Budget: Scotland raises taxes on high earners with new band at 45% introduced

Budget: Scotland raises taxes on high earners with new band at 45% introduced

Shona Robison

Finance Secretary Shona Robison has announced a series of fiscal, including significant changes to Scotland’s income tax structure, in yesterday’s Scottish Budget.

A new 45% tax band will apply to earnings between £75,000 and £125,140, marking a shift towards higher taxation for wealthier individuals. This move is accompanied by an increase in the top tax rate from 47% to 48% for those earning over £125,140.

The changes aim to address a £1.5bn shortfall in the Scottish budget. The government expects to raise an additional £80 million from the tax hikes on higher earners. This strategy brings the total number of income tax bands in Scotland to six, compared to three in the rest of the UK, thus widening the tax disparity between Scotland and other regions.



The decision to freeze the current threshold for the higher tax band at £43,663 means an additional 62,000 people will be subject to a higher tax rate of 42% or more. The Scottish Fiscal Commission estimates that these tax changes could generate £1.5 billion in revenue next year alone.

Budget: Scotland raises taxes on high earners with new band at 45% introduced

Alexandra Docherty

Highlighting the broader implications of these tax alterations, Alexandra Docherty, partner and head of Private Client Tax at Johnston Carmichael, expressed concerns over their complexity and potential economic impacts.

She said: “It’s no longer a simple affair to understand how much tax you pay in Scotland on your income and as Scottish taxes continue to diverge from the rest of the UK tax rates and tax bands, there could be a wider economic impact for Scotland in trying to attract talent North of the border.

“I believe this could particularly impact the financial services sector in Edinburgh, and across Scotland, and these tax changes could see them struggle to compete with the other key financial hubs in London, Bristol and Manchester.

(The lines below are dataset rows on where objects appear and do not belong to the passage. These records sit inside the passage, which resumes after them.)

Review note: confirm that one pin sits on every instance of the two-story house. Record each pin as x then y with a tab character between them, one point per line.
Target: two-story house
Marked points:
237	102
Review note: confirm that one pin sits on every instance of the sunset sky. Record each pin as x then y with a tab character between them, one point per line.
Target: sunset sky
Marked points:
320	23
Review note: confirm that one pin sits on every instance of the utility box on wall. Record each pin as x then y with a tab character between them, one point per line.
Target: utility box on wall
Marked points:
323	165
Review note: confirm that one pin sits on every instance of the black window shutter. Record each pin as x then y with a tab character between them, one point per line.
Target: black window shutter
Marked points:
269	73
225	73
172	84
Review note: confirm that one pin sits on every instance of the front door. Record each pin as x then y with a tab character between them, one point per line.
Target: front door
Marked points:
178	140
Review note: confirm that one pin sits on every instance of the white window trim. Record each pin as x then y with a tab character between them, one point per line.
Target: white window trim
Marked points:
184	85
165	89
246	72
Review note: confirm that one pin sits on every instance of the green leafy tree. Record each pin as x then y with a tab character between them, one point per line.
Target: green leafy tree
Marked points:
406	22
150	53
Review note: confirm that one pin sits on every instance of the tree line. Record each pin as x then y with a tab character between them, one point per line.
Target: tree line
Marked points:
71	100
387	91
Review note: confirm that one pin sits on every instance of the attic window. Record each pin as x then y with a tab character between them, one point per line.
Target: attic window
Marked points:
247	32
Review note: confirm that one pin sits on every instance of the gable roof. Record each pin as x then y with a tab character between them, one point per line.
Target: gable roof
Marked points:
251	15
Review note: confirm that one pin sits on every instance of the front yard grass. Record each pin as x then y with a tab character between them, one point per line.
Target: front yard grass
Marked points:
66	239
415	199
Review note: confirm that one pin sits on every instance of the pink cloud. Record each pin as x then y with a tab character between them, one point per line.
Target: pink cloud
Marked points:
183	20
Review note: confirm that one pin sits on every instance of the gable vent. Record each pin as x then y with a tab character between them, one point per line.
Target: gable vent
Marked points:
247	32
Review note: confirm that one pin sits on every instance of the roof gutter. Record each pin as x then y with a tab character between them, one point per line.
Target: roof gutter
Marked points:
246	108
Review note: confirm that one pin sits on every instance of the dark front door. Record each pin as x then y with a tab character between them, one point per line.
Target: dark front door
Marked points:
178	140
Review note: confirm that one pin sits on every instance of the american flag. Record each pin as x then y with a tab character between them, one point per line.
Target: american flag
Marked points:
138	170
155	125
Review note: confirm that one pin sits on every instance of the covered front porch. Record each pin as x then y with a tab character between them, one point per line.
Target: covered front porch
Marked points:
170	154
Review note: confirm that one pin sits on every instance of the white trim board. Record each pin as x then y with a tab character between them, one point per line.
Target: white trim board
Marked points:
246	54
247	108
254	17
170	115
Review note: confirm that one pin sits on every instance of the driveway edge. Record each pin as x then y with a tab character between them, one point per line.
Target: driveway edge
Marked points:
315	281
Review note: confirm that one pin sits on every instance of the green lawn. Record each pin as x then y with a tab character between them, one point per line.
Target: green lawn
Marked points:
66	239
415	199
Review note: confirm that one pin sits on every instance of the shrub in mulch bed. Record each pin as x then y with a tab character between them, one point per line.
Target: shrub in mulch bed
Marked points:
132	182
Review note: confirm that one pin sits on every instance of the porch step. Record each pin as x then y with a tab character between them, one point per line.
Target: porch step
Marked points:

“It was no coincidence that when the UK Chancellor Jeremy Hunt announced his reforms to deliver the ‘benefits of Brexit’ for the UK financial services sector in December last year that he did so in Scotland’s Capital and called it the Edinburgh Reforms. It had already been noted last year that there was a more marked decline in financial services jobs in Scotland than in the rest of the UK. The further increase to tax rates is unlikely to help to attract that talent to the Capital.”

Ms Docherty also pointed out the increased tax burden on those earning between £100,000 and £125,140, who will face a 67.5% effective tax rate by April 2024.

She continued: “Even without this tax rate increase, some have argued that what the Scottish taxpayer needs instead is a tax reduction. In fact, individuals earning over £28,000 already pay more tax than their UK counterparts.

“Someone earning £50,000 in Scotland will pay £1,542 more next tax year than their UK counterpart. The tax differential increases as income rises, with someone earning £150,000 in Scotland set to be £5,600 worse off in 2024/25 now this latest tax rate increase has come into play.”

Ms Docherty pointed out: “With over 39% of Scotland’s adult population not currently paying any income tax – based on figures published by the Scottish Government in December 2022 – it had been suggested that the focus should potentially have been redirected into ways in which the country can increase the taxpaying workforce, as that in turn would generate more tax revenues, as well as reduce the Scottish Budget deficit.”